Can I ask how much RAM of the 32GB does it use? For example can I run a browser and VS Code at the same time?

1. the 35B model is a "Mixture of Experts" model. So the earlier commenter's point that it is "larger" does not mean it is more capable. Those types of models only have certain parts of themselves active (for 35b-A3b, it's only 3 billion parameters at a time, vs 27 billion for the model this post is about) at a time to speed up inference. So if you're interested in these things for the first time, Qwen3.6-35B-A3B is a good choice, but it is likely not as capable as the model this thread is about.

2. its hard to cite precise numbers because it depends heavily on configuration choices. For example

2a. on a macbook with 32GB unified memory you'll be fine. I can load a 4 bit quant of Qwen3.6-35B-A3B supporting max context length using ~20GB RAM.

2b. that 20GB ram would not fit on many consumer graphics cards. There are still things you can do ("expert offloading"). On my 3080, I can run that same model, at the same quant, and essentially the same context length. This is despite the 3080 only having ~10GB VRAM, by splitting some of the work with the CPU (roughly).
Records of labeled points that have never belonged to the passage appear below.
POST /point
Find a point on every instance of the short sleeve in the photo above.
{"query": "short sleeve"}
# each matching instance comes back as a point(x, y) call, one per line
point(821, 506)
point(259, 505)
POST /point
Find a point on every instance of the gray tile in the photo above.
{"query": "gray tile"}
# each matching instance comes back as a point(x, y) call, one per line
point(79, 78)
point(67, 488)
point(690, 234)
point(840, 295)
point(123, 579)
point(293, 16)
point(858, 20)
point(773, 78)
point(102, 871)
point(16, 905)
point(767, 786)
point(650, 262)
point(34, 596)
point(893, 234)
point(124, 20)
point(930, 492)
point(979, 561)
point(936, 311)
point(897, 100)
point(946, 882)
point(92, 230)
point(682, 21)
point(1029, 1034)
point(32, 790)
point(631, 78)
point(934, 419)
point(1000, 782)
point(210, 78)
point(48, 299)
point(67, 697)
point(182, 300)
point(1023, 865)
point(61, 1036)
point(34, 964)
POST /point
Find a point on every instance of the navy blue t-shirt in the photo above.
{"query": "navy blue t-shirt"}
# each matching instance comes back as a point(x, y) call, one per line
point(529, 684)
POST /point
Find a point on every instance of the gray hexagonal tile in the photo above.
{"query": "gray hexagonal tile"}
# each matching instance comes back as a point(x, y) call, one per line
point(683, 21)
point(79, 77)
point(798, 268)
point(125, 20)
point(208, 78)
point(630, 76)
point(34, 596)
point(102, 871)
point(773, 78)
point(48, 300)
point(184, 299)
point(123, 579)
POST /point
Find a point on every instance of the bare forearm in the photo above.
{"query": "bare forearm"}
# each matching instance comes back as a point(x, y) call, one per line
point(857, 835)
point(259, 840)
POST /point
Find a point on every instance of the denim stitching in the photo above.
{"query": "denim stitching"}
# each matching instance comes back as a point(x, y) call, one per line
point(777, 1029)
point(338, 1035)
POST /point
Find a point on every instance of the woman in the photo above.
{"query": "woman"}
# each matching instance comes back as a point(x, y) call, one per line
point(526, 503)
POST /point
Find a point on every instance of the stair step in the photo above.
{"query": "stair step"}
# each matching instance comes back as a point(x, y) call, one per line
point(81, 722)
Layer offloading will cause things to slow down compared to keeping layers fully resident in memory. It can still be fast though. Iirc I've measured my 3080 as having ~55 tok/s, while my M4 pro 48GB has maybe ~70 tok/s? So a slowdown but still usable.

If you want to get your feet wet with this, I'd suggest trying out

* Lmstudio, and * the zed.dev editor

they're both pretty straightforward to setup/pretty respectable. zed.dev gives you very easy configuration to get something akin to claude code (e.g. an agent with tool calling support) in relatively little time. There are many more fancy things you can do, but that pair is along the lines of "setup in ~5 minutes", at least after downloading the applications + model weights (which are likely larger than the applications). This is assuming you're on mac. The same stack still works with nvidia, but requires more finnicky setup to tune the amount of expert offloading to the particular system.

It's plausible you could do something similar with LMstudio + vscode, I'm just less familiar with that.